The Wonderful World of Henry Sugar
A Wes-Anderson short-ish Ronald Dahl story, with everyone in it. Or rather every male actor, as women are only occasional and background. Which adds to the usual Anderson stylised groove. A wealthy man learns of a secret skill, which he eventually acquires: he can see without using his eyes. All of this works out, and he dies very rich, establishing many altruistic foundations which make the world a better place.
Rosalie
Another story-as-fable, based on a true story of a (probably early / mid 19c) French woman who from birth grew facial and body hair like a man. When her husband, who’s been deceived by Rosalie and her father) finds this out, his anger is tempered by his wife’s decision to grow her hair as a ‘freak’ to drum up business for his failing café. This works, and all the locals are accepting and perfectly happy with this bearded woman running the bar. It could have ended here, but we’re only half way through… The local squire, struggling with his confused feelings of desire for Rosalie, engineers a change of attitude, and the locals now start spurning her.
Immediately afterwards I was disappointed by how the film ended (with Rosalie leaping off a bridge into a river, and her husband – who we learnt earlier can’t swim – following her. We might think he’s attempting a rescue, but no, they sink together. I felt it was a cliché.
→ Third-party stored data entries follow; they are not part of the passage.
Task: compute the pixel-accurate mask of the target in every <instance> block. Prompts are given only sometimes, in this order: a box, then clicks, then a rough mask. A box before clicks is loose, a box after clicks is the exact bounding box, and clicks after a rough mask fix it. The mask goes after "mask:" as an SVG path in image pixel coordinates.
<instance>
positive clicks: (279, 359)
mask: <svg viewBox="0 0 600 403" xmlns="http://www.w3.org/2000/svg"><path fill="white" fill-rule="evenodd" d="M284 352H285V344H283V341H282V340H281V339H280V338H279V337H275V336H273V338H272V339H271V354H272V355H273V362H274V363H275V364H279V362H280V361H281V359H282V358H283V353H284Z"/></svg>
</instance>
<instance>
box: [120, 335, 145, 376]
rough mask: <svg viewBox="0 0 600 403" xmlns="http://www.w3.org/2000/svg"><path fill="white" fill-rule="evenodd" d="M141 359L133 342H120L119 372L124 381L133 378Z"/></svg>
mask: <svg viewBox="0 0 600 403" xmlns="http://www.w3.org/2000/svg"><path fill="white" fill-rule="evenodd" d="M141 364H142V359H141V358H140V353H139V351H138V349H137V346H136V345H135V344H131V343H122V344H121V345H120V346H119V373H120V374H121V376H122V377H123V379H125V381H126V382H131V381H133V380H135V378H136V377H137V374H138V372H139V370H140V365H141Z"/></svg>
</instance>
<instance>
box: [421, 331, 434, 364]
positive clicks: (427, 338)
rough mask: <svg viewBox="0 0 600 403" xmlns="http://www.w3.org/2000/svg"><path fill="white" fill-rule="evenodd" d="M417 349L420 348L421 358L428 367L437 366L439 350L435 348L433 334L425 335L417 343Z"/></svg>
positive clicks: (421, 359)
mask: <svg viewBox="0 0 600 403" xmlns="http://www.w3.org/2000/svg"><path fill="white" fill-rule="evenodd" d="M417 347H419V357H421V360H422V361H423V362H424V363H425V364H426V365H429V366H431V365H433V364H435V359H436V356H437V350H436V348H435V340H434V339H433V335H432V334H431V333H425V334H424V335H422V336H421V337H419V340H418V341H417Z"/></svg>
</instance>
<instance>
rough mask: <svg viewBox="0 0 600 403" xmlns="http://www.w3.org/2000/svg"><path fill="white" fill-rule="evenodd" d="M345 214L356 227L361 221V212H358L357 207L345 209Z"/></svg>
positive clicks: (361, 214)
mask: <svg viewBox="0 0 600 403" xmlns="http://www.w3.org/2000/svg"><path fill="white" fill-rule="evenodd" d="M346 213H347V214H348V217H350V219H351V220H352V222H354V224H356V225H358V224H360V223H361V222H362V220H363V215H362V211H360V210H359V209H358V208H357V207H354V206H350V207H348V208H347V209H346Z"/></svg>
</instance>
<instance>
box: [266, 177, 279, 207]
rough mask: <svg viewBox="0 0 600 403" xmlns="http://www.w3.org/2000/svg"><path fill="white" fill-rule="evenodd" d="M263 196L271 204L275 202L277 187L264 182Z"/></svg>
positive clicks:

On reflection, however, I now see the film – a personal interpretation perhaps – as an allegory of the ways in which the EDI agenda was by many initially welcomed, but is perhaps beginning now, in some quarters, to feel a backlash.
How they are related
Both Henry and Rosalie seek to improve the world, Henry through an egotistic quest for personal power (which he then uses altruistically), Rosalie through the reverse: a sacrificial and potentially humiliating/disastrous parading of her unusual physiology. Henry succeeds; Rosalie doesn’t – at least in her lifetime.